Item 7.01 Regulation FD Disclosure.
On April 14, 2026, the Company issued a press release announcing the execution of a definitive joint venture agreement with Kare Pharmtech’s wholly owned subsidiary, Kare Rx Hub, LLC, and related matters. A copy of the press release is furnished as Exhibit 99.1 to this Current Report on Form 8-K.
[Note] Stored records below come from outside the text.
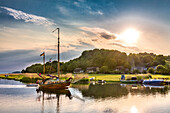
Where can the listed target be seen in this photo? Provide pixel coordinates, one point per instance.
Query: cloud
(107, 36)
(126, 47)
(87, 8)
(20, 15)
(76, 4)
(63, 10)
(96, 12)
(101, 33)
(82, 45)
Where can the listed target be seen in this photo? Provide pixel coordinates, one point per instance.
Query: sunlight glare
(134, 109)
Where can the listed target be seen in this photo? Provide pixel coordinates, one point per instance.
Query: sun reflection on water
(134, 109)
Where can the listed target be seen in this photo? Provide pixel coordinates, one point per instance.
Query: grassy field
(107, 77)
(116, 77)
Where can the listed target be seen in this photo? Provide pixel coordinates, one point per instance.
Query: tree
(161, 69)
(104, 69)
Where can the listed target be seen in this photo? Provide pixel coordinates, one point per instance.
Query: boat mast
(58, 51)
(44, 65)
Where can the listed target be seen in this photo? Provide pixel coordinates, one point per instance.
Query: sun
(130, 36)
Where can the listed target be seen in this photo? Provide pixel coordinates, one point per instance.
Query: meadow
(32, 77)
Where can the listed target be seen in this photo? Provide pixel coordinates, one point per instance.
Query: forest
(109, 61)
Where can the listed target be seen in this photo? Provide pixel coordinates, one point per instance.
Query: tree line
(108, 61)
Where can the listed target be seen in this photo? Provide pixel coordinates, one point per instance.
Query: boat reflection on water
(98, 91)
(147, 89)
(51, 94)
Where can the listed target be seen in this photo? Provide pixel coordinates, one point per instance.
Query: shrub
(26, 79)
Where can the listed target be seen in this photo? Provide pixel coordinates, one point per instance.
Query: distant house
(122, 69)
(92, 69)
(78, 70)
(139, 68)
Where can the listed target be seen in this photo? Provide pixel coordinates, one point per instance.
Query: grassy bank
(33, 77)
(117, 77)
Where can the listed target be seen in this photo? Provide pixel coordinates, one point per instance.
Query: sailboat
(52, 83)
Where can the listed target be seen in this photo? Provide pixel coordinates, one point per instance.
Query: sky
(130, 26)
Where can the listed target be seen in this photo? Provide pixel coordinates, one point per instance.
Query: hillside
(110, 59)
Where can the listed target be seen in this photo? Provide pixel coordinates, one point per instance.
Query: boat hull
(61, 85)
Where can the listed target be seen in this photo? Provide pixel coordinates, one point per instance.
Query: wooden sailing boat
(55, 84)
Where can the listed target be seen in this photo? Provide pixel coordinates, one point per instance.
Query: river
(15, 97)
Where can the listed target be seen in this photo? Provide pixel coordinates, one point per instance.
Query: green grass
(116, 77)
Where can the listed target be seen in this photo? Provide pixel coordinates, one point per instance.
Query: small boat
(101, 81)
(153, 86)
(153, 82)
(129, 81)
(54, 82)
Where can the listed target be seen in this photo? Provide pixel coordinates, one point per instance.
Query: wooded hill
(108, 60)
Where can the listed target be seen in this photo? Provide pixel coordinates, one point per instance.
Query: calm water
(15, 97)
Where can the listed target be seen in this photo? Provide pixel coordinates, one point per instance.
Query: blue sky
(26, 28)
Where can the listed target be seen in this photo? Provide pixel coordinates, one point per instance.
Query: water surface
(15, 97)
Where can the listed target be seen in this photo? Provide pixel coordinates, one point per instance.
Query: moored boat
(153, 82)
(54, 82)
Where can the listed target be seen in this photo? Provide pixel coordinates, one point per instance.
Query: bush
(151, 70)
(104, 69)
(26, 79)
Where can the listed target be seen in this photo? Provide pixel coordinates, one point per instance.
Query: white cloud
(20, 15)
(96, 12)
(63, 10)
(101, 33)
(76, 4)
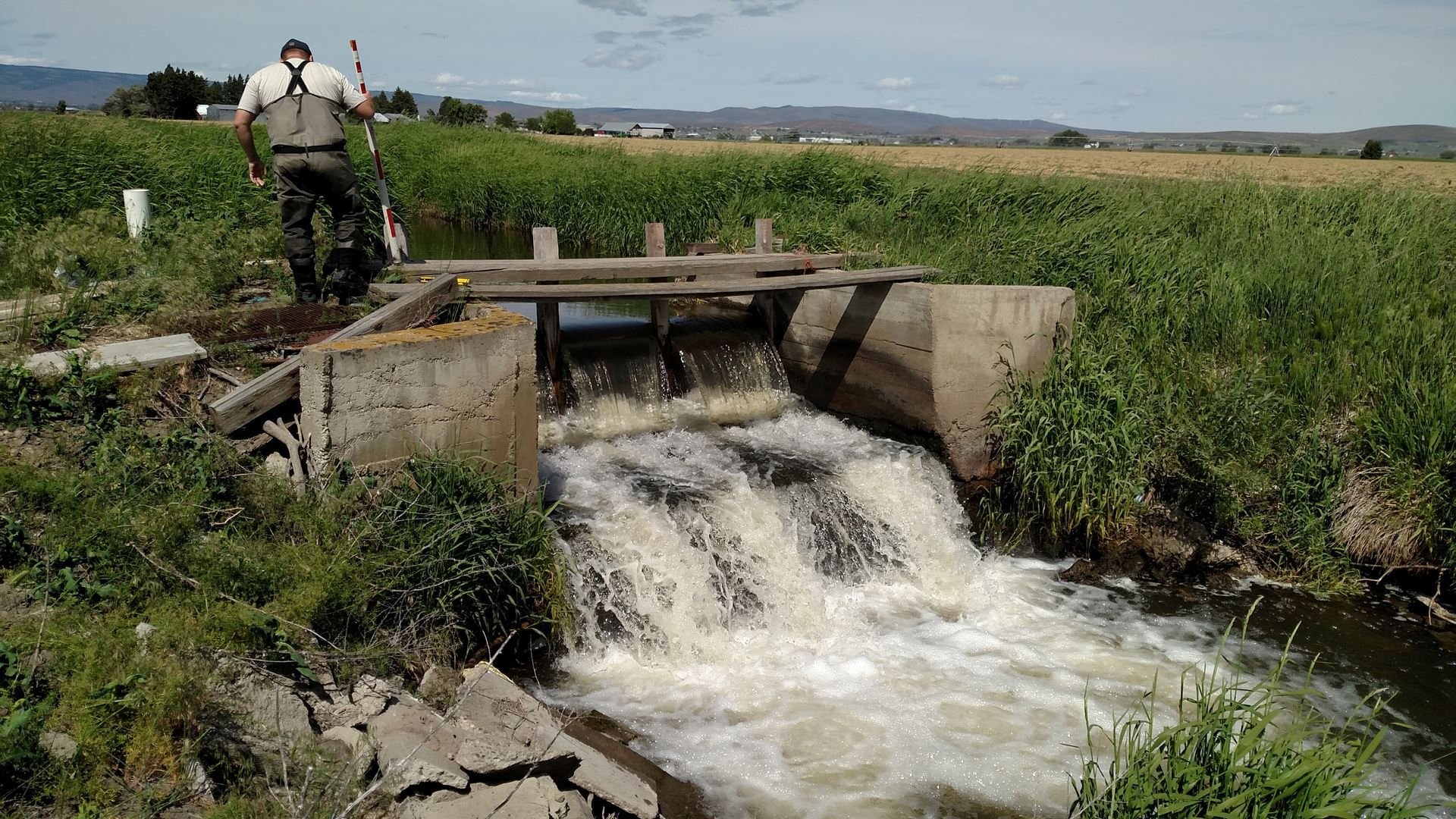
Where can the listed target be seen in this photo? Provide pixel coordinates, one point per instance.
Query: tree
(405, 102)
(1068, 139)
(174, 93)
(127, 102)
(226, 93)
(560, 121)
(459, 112)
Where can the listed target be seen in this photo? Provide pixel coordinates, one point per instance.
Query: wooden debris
(485, 271)
(124, 356)
(280, 384)
(673, 289)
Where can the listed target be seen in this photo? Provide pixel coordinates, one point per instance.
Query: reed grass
(1239, 349)
(1241, 748)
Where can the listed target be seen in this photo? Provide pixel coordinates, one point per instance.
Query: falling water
(795, 615)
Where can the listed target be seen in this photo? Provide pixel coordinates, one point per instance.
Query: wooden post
(764, 235)
(655, 248)
(548, 316)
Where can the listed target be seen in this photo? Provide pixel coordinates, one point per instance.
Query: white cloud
(623, 58)
(548, 95)
(1005, 82)
(631, 8)
(1286, 108)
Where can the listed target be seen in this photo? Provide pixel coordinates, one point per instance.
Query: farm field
(1097, 164)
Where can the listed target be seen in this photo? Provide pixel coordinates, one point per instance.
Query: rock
(416, 748)
(506, 727)
(200, 783)
(277, 464)
(538, 798)
(519, 729)
(270, 713)
(58, 745)
(366, 698)
(438, 686)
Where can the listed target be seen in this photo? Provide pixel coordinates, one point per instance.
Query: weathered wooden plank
(124, 356)
(546, 248)
(657, 248)
(764, 237)
(557, 293)
(280, 384)
(492, 271)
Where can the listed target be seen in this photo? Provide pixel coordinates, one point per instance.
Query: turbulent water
(795, 615)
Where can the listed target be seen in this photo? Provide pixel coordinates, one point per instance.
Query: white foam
(915, 673)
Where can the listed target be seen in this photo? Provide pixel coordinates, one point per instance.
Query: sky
(1117, 64)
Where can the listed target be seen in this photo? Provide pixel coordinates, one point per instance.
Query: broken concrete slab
(270, 714)
(353, 706)
(466, 387)
(513, 726)
(536, 798)
(925, 357)
(124, 356)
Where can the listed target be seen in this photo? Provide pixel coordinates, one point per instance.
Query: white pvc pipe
(139, 210)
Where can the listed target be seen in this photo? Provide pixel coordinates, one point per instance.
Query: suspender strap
(297, 79)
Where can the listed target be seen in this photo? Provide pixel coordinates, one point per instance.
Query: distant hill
(42, 85)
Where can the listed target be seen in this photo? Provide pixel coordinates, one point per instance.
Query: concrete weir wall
(468, 387)
(925, 357)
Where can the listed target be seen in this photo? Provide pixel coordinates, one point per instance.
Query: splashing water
(795, 617)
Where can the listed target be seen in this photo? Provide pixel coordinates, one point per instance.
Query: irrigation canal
(795, 615)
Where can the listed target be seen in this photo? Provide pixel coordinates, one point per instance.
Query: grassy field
(1277, 360)
(1095, 164)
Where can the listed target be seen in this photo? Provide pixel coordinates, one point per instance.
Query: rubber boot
(305, 284)
(347, 278)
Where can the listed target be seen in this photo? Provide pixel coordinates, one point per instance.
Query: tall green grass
(1239, 748)
(1241, 349)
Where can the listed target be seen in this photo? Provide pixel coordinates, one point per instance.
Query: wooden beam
(123, 356)
(546, 248)
(280, 384)
(495, 271)
(657, 248)
(764, 237)
(557, 293)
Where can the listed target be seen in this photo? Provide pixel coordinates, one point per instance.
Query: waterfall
(797, 617)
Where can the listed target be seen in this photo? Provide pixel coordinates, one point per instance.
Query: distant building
(221, 112)
(654, 130)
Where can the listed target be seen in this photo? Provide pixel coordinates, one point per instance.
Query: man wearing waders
(303, 101)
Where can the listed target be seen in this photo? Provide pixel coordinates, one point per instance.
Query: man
(303, 101)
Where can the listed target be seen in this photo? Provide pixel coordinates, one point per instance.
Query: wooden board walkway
(702, 289)
(123, 356)
(487, 271)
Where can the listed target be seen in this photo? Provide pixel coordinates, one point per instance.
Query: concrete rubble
(495, 748)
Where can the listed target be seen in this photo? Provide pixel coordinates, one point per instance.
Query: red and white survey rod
(394, 232)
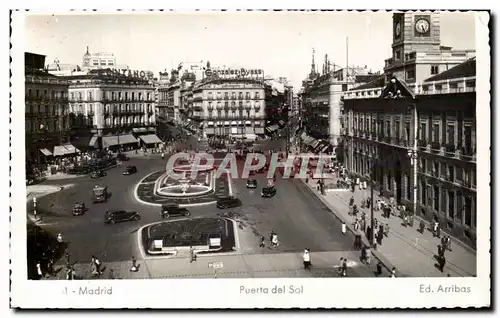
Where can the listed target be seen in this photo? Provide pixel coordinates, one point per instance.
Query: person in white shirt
(306, 256)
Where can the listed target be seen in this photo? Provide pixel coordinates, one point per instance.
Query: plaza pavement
(412, 253)
(282, 265)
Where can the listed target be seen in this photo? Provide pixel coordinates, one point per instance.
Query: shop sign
(235, 73)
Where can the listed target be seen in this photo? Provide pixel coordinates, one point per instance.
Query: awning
(150, 139)
(63, 150)
(93, 141)
(108, 141)
(46, 152)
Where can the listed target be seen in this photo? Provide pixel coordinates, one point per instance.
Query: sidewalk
(274, 265)
(411, 252)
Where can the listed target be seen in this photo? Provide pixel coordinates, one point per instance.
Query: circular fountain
(195, 181)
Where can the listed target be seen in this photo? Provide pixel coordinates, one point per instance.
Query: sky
(280, 43)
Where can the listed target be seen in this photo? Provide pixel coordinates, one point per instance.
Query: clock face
(397, 30)
(422, 26)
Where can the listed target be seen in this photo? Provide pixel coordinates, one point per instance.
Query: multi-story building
(381, 131)
(230, 103)
(108, 109)
(323, 115)
(417, 52)
(46, 110)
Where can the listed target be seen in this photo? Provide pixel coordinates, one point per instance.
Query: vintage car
(100, 194)
(79, 208)
(168, 210)
(129, 170)
(120, 216)
(122, 157)
(228, 202)
(96, 174)
(252, 184)
(268, 192)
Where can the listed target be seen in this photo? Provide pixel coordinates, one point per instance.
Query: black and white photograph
(277, 156)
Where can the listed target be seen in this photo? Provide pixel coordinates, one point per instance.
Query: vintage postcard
(250, 159)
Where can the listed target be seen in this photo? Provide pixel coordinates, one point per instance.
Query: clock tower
(415, 32)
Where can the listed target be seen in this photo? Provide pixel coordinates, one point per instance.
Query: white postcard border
(224, 293)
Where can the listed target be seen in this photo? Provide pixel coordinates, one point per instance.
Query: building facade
(103, 105)
(417, 53)
(381, 131)
(229, 107)
(46, 110)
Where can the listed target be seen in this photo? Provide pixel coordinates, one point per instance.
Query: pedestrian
(134, 267)
(442, 263)
(422, 226)
(344, 268)
(192, 255)
(393, 272)
(368, 255)
(262, 241)
(39, 270)
(306, 256)
(379, 269)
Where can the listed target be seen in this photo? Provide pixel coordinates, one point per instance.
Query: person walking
(306, 256)
(262, 242)
(393, 272)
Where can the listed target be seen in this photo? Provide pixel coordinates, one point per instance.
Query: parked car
(252, 184)
(79, 208)
(168, 210)
(122, 157)
(97, 174)
(228, 202)
(129, 170)
(99, 194)
(120, 216)
(268, 192)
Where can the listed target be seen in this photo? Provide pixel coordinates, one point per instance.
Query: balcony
(450, 149)
(467, 153)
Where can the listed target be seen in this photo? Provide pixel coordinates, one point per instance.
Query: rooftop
(466, 69)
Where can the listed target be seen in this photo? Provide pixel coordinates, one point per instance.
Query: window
(397, 55)
(436, 197)
(451, 205)
(435, 132)
(434, 69)
(451, 173)
(468, 211)
(435, 168)
(410, 74)
(451, 134)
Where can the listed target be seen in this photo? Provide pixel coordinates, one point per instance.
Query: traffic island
(158, 189)
(177, 237)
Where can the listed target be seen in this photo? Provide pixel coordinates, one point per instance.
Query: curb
(379, 256)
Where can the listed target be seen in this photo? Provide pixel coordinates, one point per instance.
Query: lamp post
(413, 155)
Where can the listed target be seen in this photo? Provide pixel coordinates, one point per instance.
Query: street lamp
(413, 155)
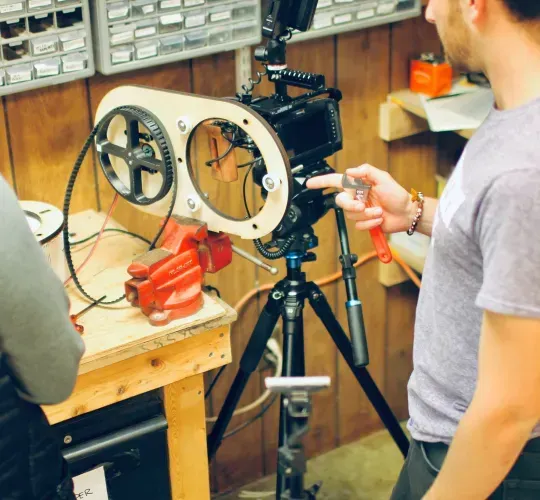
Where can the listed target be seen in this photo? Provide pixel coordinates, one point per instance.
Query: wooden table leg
(188, 457)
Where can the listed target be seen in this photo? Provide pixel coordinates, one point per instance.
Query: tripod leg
(293, 366)
(248, 364)
(324, 312)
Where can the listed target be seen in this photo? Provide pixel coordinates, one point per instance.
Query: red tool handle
(380, 243)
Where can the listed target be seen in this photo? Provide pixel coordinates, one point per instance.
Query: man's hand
(502, 415)
(393, 209)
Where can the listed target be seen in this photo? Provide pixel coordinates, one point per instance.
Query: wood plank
(412, 163)
(364, 85)
(397, 123)
(186, 436)
(176, 76)
(410, 102)
(5, 160)
(237, 461)
(48, 128)
(106, 273)
(144, 373)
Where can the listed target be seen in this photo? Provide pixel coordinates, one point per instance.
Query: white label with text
(91, 485)
(10, 7)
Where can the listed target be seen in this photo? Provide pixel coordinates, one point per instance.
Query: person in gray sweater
(40, 352)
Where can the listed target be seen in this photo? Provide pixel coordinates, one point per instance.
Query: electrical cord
(252, 420)
(123, 231)
(274, 348)
(67, 205)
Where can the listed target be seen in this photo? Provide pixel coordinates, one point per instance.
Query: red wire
(105, 222)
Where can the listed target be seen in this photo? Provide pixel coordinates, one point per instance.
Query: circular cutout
(223, 161)
(135, 155)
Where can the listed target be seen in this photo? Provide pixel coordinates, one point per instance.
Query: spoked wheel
(147, 150)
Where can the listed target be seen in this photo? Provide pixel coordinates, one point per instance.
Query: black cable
(129, 233)
(69, 194)
(244, 190)
(278, 254)
(251, 420)
(213, 289)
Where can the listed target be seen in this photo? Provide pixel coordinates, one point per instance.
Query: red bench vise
(167, 281)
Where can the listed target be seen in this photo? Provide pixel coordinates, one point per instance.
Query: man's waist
(527, 466)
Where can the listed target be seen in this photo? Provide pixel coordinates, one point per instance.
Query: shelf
(403, 115)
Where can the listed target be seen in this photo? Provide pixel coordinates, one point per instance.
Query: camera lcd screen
(305, 133)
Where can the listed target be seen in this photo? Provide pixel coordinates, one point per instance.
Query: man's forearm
(485, 448)
(425, 224)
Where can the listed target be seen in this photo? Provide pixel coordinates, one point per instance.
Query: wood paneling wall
(41, 133)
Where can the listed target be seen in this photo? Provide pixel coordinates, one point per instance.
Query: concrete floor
(364, 470)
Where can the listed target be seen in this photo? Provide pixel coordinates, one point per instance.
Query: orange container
(431, 75)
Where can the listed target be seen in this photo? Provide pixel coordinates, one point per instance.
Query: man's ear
(475, 11)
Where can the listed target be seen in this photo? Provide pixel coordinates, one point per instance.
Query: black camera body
(310, 130)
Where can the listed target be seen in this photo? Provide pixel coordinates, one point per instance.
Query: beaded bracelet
(416, 197)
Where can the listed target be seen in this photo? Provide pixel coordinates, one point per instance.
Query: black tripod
(287, 300)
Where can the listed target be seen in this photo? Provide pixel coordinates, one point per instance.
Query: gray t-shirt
(37, 339)
(484, 255)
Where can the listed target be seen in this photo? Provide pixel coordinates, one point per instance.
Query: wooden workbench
(126, 356)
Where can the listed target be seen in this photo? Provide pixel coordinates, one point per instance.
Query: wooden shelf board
(395, 124)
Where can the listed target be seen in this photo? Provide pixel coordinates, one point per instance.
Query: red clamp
(167, 282)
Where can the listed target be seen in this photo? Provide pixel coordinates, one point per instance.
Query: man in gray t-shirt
(474, 394)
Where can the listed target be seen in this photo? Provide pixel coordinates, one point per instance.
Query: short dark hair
(524, 10)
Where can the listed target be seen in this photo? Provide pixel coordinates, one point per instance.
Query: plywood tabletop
(411, 102)
(120, 331)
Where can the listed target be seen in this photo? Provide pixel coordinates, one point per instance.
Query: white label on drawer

The information in this Item 7.01 (including Exhibit 99.1) is being furnished and shall not be deemed “filed” for purposes of Section 18 of the Securities Exchange Act of 1934, as amended (the “Exchange Act”), or otherwise subject to the liabilities of that section, nor shall it be deemed incorporated by reference in any filing under the Securities Act of 1933, as amended, or the Exchange Act, except as expressly set forth by specific reference in such filing.
Item 9.01. Financial Statements and Exhibits.
(d) Exhibits.
The following exhibits are filed as part of, or incorporated by reference into, this Report.
| Exhibit No. | Description | |
| 10.1 | Collaboration Agreement, dated effective April 13, 2026, by and among Wellgistics Health, Inc., Kare Rx Hub, LLC, Kare Pharmtech, LLC, and Healthstar Technologies, LLC. | |
| 99.1 | Press release, dated April 14, 2026. | |
| 104* | Cover Page Interactive Data File (formatted as Inline XBRL) |
SIGNATURES
Pursuant to the requirements of the Securities Exchange Act of 1934, the registrant has duly caused this report to be signed on its behalf by the undersigned hereunto duly authorized.